ジャズ・ア・ラ・モード # 67. クラシックなオーバーコートを着たジャズメン

67. Jazz Men in overcoats
text and illustration(Dizzy Gillespie in his young age)by Yoko Takemura 竹村洋子
Photos: Over Time The Jazz photographs of Milt Hinton, Pinterestより引用

東京の12月初旬は、そろそろオーバーコートを着始める始める頃だ。
『オーバーコート』。懐かしい響きの言葉だ。今は略して、『コート』と呼ばれることが多い。外気が冷え、寒い時に防寒のために着用される衣服のことをいう。保温性が高く暖かい衣服であることが一番重要だ。毛皮、皮革からウール、カシミア、キャメル、モヘア、ツイード、またウールと他の素材との混紡などが表地で、裏地がついているのが一般的である。

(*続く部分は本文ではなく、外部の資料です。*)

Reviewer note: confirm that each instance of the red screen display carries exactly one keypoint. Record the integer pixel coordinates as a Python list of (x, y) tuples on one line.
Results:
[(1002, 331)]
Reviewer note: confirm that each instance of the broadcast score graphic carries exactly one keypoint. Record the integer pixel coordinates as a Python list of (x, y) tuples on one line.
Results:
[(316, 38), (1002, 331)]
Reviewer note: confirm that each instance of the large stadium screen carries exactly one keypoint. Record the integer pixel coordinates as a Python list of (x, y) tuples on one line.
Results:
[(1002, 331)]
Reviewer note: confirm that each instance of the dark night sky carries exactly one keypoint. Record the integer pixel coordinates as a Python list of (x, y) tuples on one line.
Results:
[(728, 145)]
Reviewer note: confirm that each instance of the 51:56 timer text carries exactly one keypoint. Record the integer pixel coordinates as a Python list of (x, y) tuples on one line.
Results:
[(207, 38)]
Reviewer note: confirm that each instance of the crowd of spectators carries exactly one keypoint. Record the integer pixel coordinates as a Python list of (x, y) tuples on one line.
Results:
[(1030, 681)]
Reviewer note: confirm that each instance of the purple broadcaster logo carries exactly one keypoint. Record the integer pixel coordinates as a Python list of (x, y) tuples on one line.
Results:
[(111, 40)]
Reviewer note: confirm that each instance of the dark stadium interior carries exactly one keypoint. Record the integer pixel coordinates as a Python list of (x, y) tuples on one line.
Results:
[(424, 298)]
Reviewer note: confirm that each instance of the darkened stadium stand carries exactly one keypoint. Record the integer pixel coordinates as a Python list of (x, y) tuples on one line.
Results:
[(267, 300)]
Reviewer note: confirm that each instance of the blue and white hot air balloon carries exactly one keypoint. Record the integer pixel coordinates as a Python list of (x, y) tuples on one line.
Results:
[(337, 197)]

オーバーコートの基本は『体を寒さから守る』ことである。
暖かく、機能性を追求したものでは、ピー・コートやダッフル・コートといった漁師達が船上で仕事をするときに着るものがある。防寒着として完成されており、コートの一つのスタンダードとなっており、現在でも男女を問わず、多くの人たちに愛され続けている。

17世紀後半のジェストコール
19世紀中頃、チェスターコート。

社交服としてのコートは17世紀後半にイタリア、フランスの上流階級の人々に着られたジェストコール(justaucorps)がコートの始まりと言われている。これが後に、男性の各種コートスタイルに変化した。フロック・コート、テール・コート、モーニング・コート、などにつながっていく。
オーバーコートは、19世紀には男性の外衣として一般的になり、日本でも洋装文化が一般的になると共に着られるようになった。19世紀の中頃、着られる様になった代表的なコートに、チェスターフィールド・コート(chesterfield coat)がある。チェスタフィールド・コートとは、丈がやや長めの膝ほど。見た目はフロックコートや背広に近いがフォーマル的な要素が強い。19世紀に英国の第6代チェスターフィールド伯爵が流行させた事が名前の由来と言われている。テーラード・ジャケットと同じように襟の形が特徴的なロングコートのことを言う。このコートは富の豊かさ、権力など、ヒエラルキーを表すためにも着られた。現在では、主にビジネスシーンで着られるようになった。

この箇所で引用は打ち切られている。